Philadelphia-based Dougherty closes; Boston firm to hire some employees.

A. Webster Dougherty & Co. said yesterday that it has ceased operating as a broker-dealer and that a Bostonbased firm is planning to hire some of the firm's municipal bond employees.

The announcement comes after weeks of market speculation that Dougherty, a Philadelphia-based regional municipal bond firm, was planning to close shop because of financial and legal problems.

Last week, the firm stopped all trading and sales activities, while key employees sought employment elsewhere.

Last month. an arbitration panel ordered Dougherty to pay J.B. Hanauer & Co., a New Jersey-based financial services firm. $310,000 in compensatory damages, according to settlement documents obtained from the National Association of Securities Dealers.

An audit, dated Aug. 13, 1993, also shows that the firm is a co-defendant in litigation brought by a customer seeking to recover lost interest on bonds. The status of the litigation could not be determined, and company officials would not comment on the matter.

In a statement released yesterday, Dougherty said that H.C. Wainwright & Co., a regional firm located in Boston, will absorb Dougherty's public finance, financial advisory, fixed-income research, and asset management units.

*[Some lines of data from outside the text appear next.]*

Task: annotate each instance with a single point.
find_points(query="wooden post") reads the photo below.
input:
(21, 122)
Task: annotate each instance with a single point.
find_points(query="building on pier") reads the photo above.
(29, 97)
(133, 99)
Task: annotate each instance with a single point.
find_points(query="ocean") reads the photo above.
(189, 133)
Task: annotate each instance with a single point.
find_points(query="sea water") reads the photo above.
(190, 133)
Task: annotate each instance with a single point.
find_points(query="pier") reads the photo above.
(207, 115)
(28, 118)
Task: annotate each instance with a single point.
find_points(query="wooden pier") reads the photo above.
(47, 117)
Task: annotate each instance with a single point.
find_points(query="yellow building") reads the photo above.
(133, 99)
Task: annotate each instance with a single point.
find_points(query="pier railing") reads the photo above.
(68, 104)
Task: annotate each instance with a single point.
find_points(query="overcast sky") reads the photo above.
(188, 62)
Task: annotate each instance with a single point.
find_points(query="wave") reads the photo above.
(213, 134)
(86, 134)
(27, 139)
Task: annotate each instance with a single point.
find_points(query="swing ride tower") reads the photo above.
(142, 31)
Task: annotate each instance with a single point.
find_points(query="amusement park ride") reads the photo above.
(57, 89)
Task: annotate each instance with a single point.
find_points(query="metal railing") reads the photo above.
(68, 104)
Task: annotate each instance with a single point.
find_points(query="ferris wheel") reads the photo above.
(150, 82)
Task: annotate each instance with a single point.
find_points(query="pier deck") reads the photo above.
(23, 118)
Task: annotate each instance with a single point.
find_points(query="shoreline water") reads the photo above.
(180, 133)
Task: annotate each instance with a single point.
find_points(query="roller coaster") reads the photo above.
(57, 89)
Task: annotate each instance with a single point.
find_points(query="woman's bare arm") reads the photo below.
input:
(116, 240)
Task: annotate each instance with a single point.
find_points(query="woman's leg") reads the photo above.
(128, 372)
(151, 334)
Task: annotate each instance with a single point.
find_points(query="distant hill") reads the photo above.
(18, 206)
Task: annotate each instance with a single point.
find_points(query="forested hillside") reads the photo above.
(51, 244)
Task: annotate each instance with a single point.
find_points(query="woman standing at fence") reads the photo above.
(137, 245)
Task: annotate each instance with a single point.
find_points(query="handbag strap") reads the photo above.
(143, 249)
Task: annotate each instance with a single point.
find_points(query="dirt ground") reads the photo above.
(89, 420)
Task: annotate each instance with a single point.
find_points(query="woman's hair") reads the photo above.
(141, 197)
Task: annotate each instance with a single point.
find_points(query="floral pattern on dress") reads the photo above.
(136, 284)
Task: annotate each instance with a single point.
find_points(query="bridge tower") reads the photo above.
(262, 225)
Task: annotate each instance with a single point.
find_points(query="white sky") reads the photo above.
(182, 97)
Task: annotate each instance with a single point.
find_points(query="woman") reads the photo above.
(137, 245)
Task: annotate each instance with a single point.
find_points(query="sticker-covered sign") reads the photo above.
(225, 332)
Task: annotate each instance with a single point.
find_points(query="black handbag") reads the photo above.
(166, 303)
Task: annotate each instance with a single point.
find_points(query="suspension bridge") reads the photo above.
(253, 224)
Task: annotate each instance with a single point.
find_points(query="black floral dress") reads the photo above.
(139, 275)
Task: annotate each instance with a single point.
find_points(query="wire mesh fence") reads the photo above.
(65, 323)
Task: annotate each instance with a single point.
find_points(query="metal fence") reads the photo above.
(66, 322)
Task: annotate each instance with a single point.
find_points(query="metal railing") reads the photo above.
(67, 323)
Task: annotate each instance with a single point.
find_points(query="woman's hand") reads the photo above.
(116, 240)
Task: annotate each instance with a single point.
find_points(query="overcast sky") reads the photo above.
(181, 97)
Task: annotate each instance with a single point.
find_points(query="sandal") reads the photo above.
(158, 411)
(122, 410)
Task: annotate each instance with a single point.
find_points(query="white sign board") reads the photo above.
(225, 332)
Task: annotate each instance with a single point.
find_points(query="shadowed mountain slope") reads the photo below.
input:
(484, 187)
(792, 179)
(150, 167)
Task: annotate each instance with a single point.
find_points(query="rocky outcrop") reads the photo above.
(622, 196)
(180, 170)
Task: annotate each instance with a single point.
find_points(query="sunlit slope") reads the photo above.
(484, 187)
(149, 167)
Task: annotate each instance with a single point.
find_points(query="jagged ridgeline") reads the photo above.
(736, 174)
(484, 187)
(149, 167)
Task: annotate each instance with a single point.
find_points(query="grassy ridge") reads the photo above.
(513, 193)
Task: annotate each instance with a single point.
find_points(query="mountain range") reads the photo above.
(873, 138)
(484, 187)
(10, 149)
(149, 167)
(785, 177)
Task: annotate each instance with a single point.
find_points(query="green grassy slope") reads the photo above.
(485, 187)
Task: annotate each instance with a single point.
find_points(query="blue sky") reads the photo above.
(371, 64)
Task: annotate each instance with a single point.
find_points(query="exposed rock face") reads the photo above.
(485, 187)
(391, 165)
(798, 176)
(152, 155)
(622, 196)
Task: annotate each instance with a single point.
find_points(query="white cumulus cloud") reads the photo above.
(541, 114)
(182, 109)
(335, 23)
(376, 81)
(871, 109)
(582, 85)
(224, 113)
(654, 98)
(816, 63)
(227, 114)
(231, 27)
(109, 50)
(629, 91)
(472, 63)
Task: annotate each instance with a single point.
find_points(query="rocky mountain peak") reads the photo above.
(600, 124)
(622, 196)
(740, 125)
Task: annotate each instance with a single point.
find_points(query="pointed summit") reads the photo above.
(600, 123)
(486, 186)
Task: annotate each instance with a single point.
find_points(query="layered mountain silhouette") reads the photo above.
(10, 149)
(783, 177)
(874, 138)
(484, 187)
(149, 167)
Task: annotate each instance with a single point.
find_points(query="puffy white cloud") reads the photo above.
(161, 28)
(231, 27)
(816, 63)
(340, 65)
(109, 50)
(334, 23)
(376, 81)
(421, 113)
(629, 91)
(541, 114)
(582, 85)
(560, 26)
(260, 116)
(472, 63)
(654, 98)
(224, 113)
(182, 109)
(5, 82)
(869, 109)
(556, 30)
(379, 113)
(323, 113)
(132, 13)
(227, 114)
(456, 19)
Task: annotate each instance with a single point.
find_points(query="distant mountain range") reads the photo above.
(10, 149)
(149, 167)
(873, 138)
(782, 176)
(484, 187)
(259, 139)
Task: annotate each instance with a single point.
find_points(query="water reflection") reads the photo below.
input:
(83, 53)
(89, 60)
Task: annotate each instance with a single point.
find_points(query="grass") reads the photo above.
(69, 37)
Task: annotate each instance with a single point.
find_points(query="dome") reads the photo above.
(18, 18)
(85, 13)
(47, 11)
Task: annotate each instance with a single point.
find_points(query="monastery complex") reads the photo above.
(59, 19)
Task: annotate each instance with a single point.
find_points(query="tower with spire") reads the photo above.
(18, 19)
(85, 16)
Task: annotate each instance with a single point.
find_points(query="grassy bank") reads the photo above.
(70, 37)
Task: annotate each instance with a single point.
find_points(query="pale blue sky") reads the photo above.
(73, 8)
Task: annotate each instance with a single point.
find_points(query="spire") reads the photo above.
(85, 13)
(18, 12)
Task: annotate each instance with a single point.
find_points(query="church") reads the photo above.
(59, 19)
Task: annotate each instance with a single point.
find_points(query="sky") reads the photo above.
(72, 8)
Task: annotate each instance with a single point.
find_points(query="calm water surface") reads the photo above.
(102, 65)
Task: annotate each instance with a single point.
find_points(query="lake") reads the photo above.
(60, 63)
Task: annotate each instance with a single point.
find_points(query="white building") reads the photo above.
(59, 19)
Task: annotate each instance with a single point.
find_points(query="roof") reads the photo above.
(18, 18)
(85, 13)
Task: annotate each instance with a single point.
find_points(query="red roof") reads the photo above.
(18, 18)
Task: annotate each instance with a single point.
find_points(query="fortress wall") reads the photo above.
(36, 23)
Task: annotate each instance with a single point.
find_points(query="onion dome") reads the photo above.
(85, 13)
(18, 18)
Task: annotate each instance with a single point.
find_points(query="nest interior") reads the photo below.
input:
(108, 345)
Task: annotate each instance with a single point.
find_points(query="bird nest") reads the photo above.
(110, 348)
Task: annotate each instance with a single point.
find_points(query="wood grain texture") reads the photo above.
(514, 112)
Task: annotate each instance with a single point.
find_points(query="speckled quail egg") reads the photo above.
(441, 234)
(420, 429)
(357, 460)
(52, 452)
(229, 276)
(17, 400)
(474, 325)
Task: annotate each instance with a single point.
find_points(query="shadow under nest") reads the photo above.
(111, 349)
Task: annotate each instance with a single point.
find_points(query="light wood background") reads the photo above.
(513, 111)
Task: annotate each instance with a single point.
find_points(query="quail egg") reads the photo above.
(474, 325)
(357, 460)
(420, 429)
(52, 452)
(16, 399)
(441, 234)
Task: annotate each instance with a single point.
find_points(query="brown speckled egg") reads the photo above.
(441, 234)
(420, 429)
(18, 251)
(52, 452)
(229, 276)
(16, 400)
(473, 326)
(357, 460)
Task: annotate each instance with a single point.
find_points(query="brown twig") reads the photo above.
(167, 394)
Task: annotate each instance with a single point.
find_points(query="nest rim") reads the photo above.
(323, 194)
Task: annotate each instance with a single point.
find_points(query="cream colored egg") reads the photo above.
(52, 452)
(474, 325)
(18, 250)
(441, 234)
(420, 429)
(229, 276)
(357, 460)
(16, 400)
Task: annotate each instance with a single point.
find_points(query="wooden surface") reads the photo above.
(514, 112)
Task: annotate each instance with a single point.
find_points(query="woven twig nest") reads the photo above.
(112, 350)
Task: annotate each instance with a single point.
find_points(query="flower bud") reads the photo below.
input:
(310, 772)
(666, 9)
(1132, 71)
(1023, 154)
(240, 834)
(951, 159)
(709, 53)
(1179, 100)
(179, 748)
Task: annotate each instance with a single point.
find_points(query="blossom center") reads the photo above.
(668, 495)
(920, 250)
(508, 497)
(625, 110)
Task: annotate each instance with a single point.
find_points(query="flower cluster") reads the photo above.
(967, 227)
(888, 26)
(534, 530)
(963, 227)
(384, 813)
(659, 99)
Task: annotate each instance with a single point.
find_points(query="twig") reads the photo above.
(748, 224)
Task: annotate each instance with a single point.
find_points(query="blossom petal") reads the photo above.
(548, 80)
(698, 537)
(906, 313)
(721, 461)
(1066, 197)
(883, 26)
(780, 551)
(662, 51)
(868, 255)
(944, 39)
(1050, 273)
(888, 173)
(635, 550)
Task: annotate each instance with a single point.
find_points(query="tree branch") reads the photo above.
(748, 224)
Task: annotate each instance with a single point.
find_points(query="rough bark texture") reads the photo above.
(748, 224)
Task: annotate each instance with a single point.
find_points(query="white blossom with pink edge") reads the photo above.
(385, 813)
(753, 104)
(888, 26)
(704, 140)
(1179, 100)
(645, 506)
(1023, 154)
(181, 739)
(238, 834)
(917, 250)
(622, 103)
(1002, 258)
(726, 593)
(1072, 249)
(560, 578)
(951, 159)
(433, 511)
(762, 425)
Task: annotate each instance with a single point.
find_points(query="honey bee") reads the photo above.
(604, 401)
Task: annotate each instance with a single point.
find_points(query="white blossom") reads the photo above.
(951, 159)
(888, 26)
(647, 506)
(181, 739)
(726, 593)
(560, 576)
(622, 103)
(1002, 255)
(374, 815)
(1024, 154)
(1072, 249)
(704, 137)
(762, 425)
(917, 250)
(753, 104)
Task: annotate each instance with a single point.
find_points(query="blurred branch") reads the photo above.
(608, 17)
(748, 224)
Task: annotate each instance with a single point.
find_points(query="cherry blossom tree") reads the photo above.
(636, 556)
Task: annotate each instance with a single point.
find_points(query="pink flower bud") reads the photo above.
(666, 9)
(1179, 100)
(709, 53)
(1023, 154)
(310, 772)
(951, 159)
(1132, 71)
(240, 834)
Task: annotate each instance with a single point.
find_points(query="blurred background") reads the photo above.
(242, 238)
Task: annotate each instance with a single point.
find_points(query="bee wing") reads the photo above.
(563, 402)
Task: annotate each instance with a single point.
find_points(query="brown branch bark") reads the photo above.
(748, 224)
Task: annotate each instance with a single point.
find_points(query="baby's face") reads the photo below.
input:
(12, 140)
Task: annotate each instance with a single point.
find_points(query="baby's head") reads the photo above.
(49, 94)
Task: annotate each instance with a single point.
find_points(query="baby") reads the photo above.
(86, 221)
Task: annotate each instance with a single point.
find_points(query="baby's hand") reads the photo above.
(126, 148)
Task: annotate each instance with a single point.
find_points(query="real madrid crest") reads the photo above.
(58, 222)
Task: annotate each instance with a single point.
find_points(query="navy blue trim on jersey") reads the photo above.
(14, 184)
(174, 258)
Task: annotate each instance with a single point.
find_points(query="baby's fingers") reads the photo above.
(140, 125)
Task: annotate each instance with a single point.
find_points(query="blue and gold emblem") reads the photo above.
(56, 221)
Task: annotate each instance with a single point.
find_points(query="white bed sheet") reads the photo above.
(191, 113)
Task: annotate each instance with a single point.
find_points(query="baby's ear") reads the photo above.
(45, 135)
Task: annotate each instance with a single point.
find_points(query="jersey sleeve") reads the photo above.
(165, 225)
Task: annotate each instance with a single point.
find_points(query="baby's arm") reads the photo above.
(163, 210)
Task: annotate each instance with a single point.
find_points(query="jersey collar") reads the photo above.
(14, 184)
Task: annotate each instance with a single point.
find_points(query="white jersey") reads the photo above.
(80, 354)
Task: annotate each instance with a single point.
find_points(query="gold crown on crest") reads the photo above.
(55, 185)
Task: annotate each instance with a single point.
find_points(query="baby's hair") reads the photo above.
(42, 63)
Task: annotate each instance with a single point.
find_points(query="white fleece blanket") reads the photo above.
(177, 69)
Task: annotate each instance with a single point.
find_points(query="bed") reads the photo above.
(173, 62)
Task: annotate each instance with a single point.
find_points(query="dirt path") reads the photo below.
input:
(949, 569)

Kevin Quinn, Dougherty's president, will move to Wainwright and manage its public finance and financial advisory work in a Baltimore office, said Hugh Caperton, a managing director at Wainwright.

Roger Marshall, senior vice president at Dougherty, will manage Wainwright's asset management and research departments, the release said.

In a telephone interview, Quinn said that 10 to 15 Dougherty professionals, including bankers, asset managers, and researchers, are negotiating with Wainwright on moving to the firm, but he would not comment further.

Quinn denied speculation that the firm is insolvent, saying that "we just determined that the taxable, fixed-income effort was no longer viable." He and other Dougherty executives would not elaborate on other details on the firm's decision to close.

Sources with knowledge of the situation say the situation at Dougherty had severely deteriorated in recent months to the point that the firm could not continue staying in business. Sources say as many as 20 firm employees have left Dougherty since May.

Several sources said that the NASD arbitration panel's decision last month ordering Dougherty to pay J.B. Hanauer $310,000 in damages contributed to the firm's shutdown.

Hanauer filed a claim against Dougherty in May of last year following the cancellation of-a trade that "we felt was unjustified," said Greg Plifka, executive vice president at Hanauer.

In April 1993, a Dougherty salesman, Peter J. Galiano, agreed to purchase $16 million of Federal Home Loan mortgage bonds from Hanauer at a price of 100 18/32, NASD arbitration documents say. Hanauer then bought the same bonds from another firm for 99 27/32, the documents say.

Subsequently, Dougherty decided not to honor the transaction on the settlement date, leaving Hanauer holding the securities, the documents say.

Dougherty rebutted the charges, the documents say. The NASD denied Hanauer's claim for punitive damages.